There was a thin line between being a lawman and an outlaw. This was true in the case of Bat Masterson, who, after Rudabaugh’s release from the county jail, hired him to join a gang of gunfighters who had been employed by the Atchison, Topeka, and Sante Fe Railway Company during the Railroad Wars. The Railroad Wars were a series of conflicts between competing railway companies, which were not unusual in the old west. Most of the time, the fights took place inside a court of law, but there were violent clashes, mainly in the last quarter of the 19th century.

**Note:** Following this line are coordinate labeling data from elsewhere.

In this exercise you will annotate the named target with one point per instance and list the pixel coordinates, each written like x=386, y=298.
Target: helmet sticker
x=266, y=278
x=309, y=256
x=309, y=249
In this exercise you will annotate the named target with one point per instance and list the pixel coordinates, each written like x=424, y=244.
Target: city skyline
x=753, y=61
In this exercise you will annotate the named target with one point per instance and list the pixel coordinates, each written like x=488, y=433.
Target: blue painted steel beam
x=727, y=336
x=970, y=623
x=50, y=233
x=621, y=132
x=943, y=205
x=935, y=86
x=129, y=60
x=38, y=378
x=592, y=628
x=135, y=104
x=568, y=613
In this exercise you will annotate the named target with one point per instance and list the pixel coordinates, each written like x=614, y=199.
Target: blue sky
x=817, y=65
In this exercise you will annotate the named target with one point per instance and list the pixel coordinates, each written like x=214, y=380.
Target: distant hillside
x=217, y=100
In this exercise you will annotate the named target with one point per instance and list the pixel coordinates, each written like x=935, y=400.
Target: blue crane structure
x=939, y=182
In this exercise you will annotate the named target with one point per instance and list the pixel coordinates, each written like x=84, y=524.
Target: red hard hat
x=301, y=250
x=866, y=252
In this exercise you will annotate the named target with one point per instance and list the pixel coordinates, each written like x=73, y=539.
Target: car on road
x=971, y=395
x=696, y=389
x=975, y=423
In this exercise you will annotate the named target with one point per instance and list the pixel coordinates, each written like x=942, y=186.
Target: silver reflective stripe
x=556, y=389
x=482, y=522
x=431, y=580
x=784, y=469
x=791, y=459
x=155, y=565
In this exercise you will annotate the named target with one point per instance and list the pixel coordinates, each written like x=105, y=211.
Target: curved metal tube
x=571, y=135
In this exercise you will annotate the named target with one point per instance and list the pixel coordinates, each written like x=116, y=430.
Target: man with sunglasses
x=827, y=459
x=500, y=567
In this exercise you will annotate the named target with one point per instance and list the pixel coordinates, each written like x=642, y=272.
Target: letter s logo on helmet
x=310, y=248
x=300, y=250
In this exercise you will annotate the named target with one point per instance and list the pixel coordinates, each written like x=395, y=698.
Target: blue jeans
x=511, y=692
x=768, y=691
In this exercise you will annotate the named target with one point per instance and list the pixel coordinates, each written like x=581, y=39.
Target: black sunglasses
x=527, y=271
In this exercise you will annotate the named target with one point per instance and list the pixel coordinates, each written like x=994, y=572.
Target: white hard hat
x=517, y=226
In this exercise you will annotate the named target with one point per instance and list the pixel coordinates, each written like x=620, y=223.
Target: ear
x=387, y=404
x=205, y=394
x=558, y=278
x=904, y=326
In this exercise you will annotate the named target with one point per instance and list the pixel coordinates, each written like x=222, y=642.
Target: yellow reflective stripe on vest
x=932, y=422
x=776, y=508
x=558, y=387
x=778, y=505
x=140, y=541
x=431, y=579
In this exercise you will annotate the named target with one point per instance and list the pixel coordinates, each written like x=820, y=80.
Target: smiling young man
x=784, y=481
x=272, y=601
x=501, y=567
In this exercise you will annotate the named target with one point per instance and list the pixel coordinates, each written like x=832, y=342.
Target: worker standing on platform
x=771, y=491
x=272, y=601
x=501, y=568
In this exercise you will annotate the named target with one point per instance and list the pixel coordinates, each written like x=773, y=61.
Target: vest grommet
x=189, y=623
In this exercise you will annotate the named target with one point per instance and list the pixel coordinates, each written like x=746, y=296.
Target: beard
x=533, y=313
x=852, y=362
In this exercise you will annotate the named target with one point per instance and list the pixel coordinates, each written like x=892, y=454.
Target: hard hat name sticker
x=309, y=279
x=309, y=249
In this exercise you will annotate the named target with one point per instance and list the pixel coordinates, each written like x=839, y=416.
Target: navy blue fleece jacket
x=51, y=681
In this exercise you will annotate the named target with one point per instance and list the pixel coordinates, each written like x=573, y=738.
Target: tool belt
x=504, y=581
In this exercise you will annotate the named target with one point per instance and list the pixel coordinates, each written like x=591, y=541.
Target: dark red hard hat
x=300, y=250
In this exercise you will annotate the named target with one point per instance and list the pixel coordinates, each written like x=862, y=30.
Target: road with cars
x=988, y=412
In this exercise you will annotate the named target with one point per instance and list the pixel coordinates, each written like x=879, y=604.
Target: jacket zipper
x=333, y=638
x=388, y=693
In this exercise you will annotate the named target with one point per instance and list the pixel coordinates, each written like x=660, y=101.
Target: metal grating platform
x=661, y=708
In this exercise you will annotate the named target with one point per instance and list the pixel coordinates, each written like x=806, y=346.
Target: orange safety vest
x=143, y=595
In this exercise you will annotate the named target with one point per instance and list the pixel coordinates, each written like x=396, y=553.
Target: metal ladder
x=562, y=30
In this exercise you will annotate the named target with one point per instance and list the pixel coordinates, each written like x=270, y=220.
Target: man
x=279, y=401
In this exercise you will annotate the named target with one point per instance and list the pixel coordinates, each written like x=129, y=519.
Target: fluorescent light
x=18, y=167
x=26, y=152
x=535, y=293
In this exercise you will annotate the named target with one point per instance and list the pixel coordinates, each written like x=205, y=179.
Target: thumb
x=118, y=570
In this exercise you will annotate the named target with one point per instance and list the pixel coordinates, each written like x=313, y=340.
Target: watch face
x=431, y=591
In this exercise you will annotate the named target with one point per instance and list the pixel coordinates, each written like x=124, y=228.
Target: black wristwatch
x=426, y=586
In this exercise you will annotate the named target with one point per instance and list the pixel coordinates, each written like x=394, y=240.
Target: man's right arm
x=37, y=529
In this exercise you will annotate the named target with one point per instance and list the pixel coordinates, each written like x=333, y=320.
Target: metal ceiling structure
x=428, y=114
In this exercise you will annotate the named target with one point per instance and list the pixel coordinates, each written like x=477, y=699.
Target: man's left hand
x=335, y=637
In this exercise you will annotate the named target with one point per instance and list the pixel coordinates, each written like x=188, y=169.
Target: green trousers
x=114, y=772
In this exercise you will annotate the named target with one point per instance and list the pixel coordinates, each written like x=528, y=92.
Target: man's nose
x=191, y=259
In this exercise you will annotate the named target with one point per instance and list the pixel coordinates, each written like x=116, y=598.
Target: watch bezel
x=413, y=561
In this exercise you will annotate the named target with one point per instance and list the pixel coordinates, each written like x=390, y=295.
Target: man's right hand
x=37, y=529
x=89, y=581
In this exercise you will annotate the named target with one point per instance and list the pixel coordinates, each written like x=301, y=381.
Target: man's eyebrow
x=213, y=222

Rudabaugh eventually became a close associate of John Joshua Webb. After the Railroad War, Rudabaugh and Webb traveled to Las Vegas, New Mexico, where they joined with the Dodge City Gang—a group of thugs from Dodge City, Kansas, who moved to New Mexico and ended up dominating the political and economic scene (1879-80). Las Vegas was booming and thought to be the future metropolis in New Mexico. By this time, the gang included Mysterious Dave Mather and was led by Hyman Neill, whom everyone called Hoodoo Brown. Brown was a justice of the peace. Holliday was also in Las Vegas. He maintained cordial relations with gang members but was not affiliated with them.

When Webb was arrested for murder in the spring of 1880, Rudabaugh and another member of the Dodge City Gang tried to break him out of jail. This attempt failed, and Rudabaugh shot and killed town deputy Antonio Lino Valdez. Rudabaugh fled to Fort Sumner, New Mexico, where he joined up with Jim Greathouse and William H. Bonney.

On November 29, 1880, Bonney, Rudabaugh, and Billy Wilson eluded a posse led by Deputy Sheriff James Carlyle. Cornered at the Greathouse ranch, Bonney told Carlyle they held Greathouse as a hostage. Carlyle fell for this trick and offered to exchange places with Greathouse; Bonney accepted. Later, when Carlyle attempted to escape, one of the outlaws shot him three times, killing him. When the posse withdrew, Rudabaugh, Bonney, and Wilson escaped.

A few weeks later, still riding with Bonney and accompanied by Wilson, Charlie Bowdre, Tom Pickett, and Tom O’Folliard, the men rode into a trap laid for them at Fort Sumner. Unknown to the outlaws, a posse led by Pat Garrett was waiting for them. The lawmen opened fire, killing O’Folliard, but the rest of the gang got away.

At Stinking Springs, near present-day Taiban, New México, on December 23, 1880, Pat Garrett’s posse captured Dave Rudabaugh, Billy the Kid, Billy Wilson, and a few others. They were taken in custody to Las Vegas, but the threat of a lynch mob prompted Garrett to move them to Sante Fe. In February 1881, Rudabaugh pleaded guilty to several counts of mail robbery and was sentenced to 99 years in prison. He was then found guilty of the murder of Deputy Valdez and sentenced to death by hanging.

In jail, Rudabaugh was reunited with Webb. The two men escaped from jail when a fellow prisoner named Thomas Duffy died. Rudabaugh fled to Arizona. Some believe that Rudabaugh had signed on with the Cochise County Cowboys and was present at Iron Springs when Wyatt Earp killed Curly Bill Brocius. The breakup of the Clanton Gang sent Rudabaugh to Mexico, where he labored as a cowboy and a rustler.

On February 18, 1886, Rudabaugh had been playing cards in a cantina in Parral, Chihuahua, Mexico, when a dispute exploded. Rudabaugh drew his gun, killed two men, wounded a third, and left the saloon unhurt. Then, unable to locate his horse, Dave re-entered the cantina a few minutes later. This was Rudabaugh’s final mistake because someone standing in the shadows shot him several times as he entered the saloon. Rudabaugh was then decapitated with a machete, and his head placed on a pole at the outskirts of town. For the next several days, his killers were said to have paraded through town with his head on a stick. At the time of his death, Rudabaugh was 31 years old.

Since his head was left on the pole for several weeks, no one attended his funeral.